SISTEM EKONOMI PASAR (LIBERAL)

System ekonomi pasar dikemukakan oleh Adam Smith yang dimuat dalam bukunya yang berjudul An Inquiry Into the Nature and Causes of the wealth of Nation.

Cirri system ekonomi pasar adalah sebagai berikut :


1.                  Setiap individu bebas memiliki barang dan alat-alat produksi.
2.                   Kegiatan ekonomi di semua sector dilakukan oleh pihak swasta
3.                  Pemerintah tidak ikut campur tangan dalam kegiatan ekonomi.
4.                  Modal memegang peranan penting dalam kegiatan ekonomi.
5.                  Setiap orang diberi kebebasan dalam memakai barang dan jasa
6.                  Semua kegiatan ekonomi didorong oleh prinsip laba.
7.                  Berlakunya persaingan secara bebas.
  Kebaikan system ekonomi pasar adalah :

1.      Adanya persaingan mendorong manusia atau individu untuk terus maju dan bertindak secara efektid dan efisiien.
2.      Tiap-tiap individu bebas memilih pekerjaan yang disukai sesuai dengan minat dan bakatnya.
3.      Produksi didasarkan atas kebutuhan masyarakat.
4.      Kebebasan memilih alat-alat produksi dan modal.

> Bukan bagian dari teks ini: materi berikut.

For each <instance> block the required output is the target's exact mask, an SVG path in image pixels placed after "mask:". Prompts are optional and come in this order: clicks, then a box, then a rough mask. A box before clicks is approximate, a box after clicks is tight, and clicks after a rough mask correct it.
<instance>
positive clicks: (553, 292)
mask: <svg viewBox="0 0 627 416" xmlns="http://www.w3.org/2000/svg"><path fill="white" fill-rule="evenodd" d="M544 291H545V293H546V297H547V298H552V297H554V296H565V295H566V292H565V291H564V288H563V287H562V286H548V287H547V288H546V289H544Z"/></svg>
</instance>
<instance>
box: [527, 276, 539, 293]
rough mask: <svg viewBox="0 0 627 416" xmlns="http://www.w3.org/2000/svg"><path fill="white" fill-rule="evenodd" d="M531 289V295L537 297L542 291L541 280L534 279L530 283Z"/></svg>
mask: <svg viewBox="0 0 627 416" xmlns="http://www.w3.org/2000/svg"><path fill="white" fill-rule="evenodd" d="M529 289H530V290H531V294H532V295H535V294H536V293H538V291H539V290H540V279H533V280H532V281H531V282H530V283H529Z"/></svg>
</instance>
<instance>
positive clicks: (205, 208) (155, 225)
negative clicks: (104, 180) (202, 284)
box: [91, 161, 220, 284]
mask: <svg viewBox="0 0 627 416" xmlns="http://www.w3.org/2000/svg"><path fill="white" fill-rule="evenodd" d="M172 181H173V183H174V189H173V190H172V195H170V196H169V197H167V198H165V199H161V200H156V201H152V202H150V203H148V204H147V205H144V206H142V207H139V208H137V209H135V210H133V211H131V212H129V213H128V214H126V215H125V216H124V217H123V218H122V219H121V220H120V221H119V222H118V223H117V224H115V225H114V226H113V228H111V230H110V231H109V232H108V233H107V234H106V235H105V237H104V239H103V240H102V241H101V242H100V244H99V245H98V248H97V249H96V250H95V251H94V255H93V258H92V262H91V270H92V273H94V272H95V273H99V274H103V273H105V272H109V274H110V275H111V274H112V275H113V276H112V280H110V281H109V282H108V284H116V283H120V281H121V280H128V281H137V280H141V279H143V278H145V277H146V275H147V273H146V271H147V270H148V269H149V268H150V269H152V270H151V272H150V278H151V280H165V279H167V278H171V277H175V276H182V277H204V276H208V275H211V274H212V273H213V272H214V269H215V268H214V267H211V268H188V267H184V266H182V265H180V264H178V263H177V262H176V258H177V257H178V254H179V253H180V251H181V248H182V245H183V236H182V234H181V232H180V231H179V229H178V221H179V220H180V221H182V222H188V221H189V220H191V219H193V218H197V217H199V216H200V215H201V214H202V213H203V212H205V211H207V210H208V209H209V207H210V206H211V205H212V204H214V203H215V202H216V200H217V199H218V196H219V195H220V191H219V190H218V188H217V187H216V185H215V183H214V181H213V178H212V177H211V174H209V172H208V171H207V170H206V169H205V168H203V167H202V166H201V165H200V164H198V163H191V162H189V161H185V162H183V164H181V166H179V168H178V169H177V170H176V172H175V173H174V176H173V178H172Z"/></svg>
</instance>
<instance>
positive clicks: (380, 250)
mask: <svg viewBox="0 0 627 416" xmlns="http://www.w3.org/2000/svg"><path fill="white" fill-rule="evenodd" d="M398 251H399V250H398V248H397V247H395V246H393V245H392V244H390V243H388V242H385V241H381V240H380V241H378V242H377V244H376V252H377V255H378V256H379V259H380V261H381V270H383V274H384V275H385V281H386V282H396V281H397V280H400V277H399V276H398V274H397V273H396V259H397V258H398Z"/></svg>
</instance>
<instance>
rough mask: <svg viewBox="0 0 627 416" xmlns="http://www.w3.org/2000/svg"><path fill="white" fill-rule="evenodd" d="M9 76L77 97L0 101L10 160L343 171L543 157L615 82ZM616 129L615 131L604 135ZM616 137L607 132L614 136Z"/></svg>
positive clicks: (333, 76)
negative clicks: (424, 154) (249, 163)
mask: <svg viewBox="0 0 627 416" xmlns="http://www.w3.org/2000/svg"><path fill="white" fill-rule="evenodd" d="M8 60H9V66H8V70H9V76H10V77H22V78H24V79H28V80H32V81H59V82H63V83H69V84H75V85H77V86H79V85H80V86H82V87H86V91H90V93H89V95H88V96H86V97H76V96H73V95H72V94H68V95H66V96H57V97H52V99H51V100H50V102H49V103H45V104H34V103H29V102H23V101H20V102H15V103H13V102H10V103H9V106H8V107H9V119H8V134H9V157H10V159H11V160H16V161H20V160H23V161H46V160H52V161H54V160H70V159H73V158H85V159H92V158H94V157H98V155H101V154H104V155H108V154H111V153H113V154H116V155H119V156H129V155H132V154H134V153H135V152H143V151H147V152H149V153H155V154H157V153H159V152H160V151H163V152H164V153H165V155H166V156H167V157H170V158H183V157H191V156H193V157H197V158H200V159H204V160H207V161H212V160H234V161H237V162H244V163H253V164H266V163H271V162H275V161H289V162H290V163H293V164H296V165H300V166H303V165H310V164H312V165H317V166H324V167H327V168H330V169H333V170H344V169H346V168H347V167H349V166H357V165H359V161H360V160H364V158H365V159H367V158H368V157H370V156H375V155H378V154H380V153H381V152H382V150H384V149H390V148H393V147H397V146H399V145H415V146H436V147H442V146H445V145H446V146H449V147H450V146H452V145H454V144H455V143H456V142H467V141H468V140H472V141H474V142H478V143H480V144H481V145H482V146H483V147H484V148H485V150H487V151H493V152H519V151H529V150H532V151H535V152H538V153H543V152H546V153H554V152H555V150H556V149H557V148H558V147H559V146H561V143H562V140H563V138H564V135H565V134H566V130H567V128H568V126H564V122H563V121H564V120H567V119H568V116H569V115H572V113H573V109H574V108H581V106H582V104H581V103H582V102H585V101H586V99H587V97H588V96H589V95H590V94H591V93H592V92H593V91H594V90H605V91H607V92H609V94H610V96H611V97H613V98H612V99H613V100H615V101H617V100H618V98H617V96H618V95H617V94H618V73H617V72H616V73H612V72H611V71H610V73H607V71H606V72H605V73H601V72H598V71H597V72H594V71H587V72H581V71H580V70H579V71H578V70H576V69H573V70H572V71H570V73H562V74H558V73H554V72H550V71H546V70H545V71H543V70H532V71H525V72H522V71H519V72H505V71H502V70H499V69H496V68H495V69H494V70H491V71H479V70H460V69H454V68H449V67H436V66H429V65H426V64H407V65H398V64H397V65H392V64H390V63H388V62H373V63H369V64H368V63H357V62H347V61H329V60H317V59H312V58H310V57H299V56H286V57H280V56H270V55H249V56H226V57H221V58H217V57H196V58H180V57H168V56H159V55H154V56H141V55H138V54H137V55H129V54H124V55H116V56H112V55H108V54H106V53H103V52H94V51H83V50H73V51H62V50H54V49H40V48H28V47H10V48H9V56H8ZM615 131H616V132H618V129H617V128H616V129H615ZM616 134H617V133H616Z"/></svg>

  Keburukan system ekonomi pasar adalah :
1.      Persaingan dapat menyebabkan terjadinya penindasan dan monopoli.
2.       Karena motif memperoleh laba, tiap-tiap individu hanya mementingkan diri sendiri sehingga pemerataan pendapatan sulit dicapai atau tidak merata.
3.      Sulit menghindarkan naik turunnya kehidupan ekonomi sehingga krisis ekonomi lebih mungkin sering terjadi.
4.      Timbulnya dampak imbasan.



3. Ekonomi Sosialis


Ilmu Ekonomi Sosialis adalah bagian dari Ilmu Ekonomi Politik. Ilmu Ekonomi Politik termasuk dalam ilmu-ilmu pengetahuan masyarakat. Masalah yang dijadikan persoalan dalam suatu ilmu pengetahuan penting sekali artinya untuk pekerjaan, penyelidikan, mengajar dan belajar secara ilmiah. Penentuan yang benar dari masalah suatu ilmu pengetahuan mempunyai arti menentukan untuk pelaksanaannya yang berdasar atas ilmu pengetahuan itu.

Ilmu pengetahuan mempunyai fungsi tertentu dalam masyarakat. Tiap peristiwa dan gejala yang timbul dalam masyarakat, sebagai produksi, negara, kesenian, hukum, keluarga, dan sebagainya, berfungsi memenuhi kebutuhan-kebutuhan tertentu dari masyarakat. Juga ilmu pengetahuan sebagai suatu gejala dan peristiwa yang timbul dalam masyarakat mempunyai fungsi tertentu pula untuk memenuhi kebutuhan-kebutuhan tertentu dari masyarakat.

Ilmu pengetahuan memenuhi kebutuhan-kebutuhan masyarakat dengan menyelidiki dan menemukan hukum-hukum alam dan hukum-hukum masyarakat yang objektif, yang tidak tergantung pada kehendak dan kesadaran manusia dan menunjukkan dengan cara bagaimana hukum-hukum yang ditemukan itu dapat dipergunakan oleh manusia untuk memenuhi kepentingan-kepentingan dan kebutuhan-kebutuhannya. Demikianlah ilmu pengetahuan itu digunakan oleh manusia sebagai landasan dan dasar guna mengambil tindakan-tindakan sebagai sendi untuk bertindak yang benar.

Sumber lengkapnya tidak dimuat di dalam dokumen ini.